After Jon Gibson was signed to Griffey's subsidiary label, Constellation Records, Griffey would have fun tricking a number of his artists with Gibson's demo tape (with people thinking it was Stevie Wonder). Gibson's debut came as a guest vocalist for three songs on Bill Wolfer's album, Wolf. During the process of making the album, Gibson met his musical idol, Wonder. They worked with a crew of other musicians, including Michael Jackson. Wolfer then produced Gibson's debut album, Standing on the One (1983). The debut showed that Gibson was more than a Wonder-clone, and that he had talented song-writing skills to go with his strong vocals.

Babyface, who had been frustrated in his role as a background singer with The Deele, credited Griffey with encouraging him to step out on his own and pursue a solo career. Babyface said that Griffey told him "If they don't want you to sing all the time, you should be doing your own thing". In a statement released after Griffey's death, producer Quincy Jones said Griffey's "fingerprints were on some of the biggest hits of the '80s". Stevie Wonder, one of the artists Griffey promoted, said that "Professionally, I could not talk about my life without there being a chapter on how Dick Griffey, as a promoter, helped to build my career". Griffey, who also promoted Kool & the Gang, was mentioned by the founding members as the one who suggested they needed a permanent lead singer. Therefore, the group picked James "J.T." Taylor to front the band.

In the early 1990s, Griffey had a hand in launching the rap label Death Row Records, which was co-founded by ex-N.W.A star Dr. Dre and one-time bodyguard Suge Knight. It was Griffey's SOLAR studios in which portions of Dr.

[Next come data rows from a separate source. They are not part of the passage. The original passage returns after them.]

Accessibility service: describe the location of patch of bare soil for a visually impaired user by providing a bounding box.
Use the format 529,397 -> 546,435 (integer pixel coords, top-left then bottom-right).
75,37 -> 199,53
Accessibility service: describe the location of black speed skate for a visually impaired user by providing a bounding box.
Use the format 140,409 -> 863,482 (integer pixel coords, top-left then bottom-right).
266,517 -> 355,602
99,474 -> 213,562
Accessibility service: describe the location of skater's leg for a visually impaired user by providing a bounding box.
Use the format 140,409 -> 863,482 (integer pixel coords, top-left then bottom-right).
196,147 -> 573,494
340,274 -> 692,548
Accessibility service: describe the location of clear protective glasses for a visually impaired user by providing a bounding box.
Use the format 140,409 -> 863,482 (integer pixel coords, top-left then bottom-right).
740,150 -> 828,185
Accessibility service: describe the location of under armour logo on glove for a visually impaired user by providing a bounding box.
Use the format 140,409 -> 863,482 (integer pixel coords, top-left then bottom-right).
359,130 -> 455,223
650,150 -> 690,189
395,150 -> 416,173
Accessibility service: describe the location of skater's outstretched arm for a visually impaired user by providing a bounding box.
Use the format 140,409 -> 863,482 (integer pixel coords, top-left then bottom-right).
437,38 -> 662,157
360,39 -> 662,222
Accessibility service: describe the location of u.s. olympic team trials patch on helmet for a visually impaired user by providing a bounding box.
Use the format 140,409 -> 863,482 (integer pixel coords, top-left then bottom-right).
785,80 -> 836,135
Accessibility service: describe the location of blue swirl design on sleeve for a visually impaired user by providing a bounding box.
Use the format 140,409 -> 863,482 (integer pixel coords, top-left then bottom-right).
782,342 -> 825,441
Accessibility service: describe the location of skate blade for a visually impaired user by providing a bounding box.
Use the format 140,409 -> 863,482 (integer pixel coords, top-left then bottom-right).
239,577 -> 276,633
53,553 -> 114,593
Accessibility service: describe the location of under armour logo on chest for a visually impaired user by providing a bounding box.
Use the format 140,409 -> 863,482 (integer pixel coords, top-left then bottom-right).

Dre's seminal album, The Chronic, was recorded. However, in July 1997, Griffey along with one-time N.W.A associate and rapper Tracy "The D.O.C." Curry sued Death Row claiming they were "pushed out" of their share in ownership and profits from the record label by Knight and Dre.

== Death and legacy ==
Griffey died at the age of 71 on September 24, 2010. He had been recuperating after undergoing quadruple coronary artery bypass surgery, at a rehabilitation center in Canoga Park, Los Angeles. He was survived by his wife Carrie Lucas, a singer he married in 1974; four children and five grandchildren.

His daughter, Carolyn Griffey, joined Shalamar in 2005. She currently performs as a member.

Griffey is featured in the documentary series, Profiles of African-American Success. In 2018, Lucas, Carolyn Griffey, Lucas Griffey and Chinese music promoter Jessie Tsang relaunched the Solar Records and Soul Train Records in the UK. The relaunch was covered in the UK magazine Soul Survivors. Jessie Tsang is CEO with Sonia Damney as Vice President. Carrie Lucas also owns trade mark rights to Shalamar in the UK and Europe. In 2022 Carrie Lucas participated with US cable channel TV One for a special episode of the Unsung TV series on Dick Griffey and Solar Records. The episode aired on November 6 2022.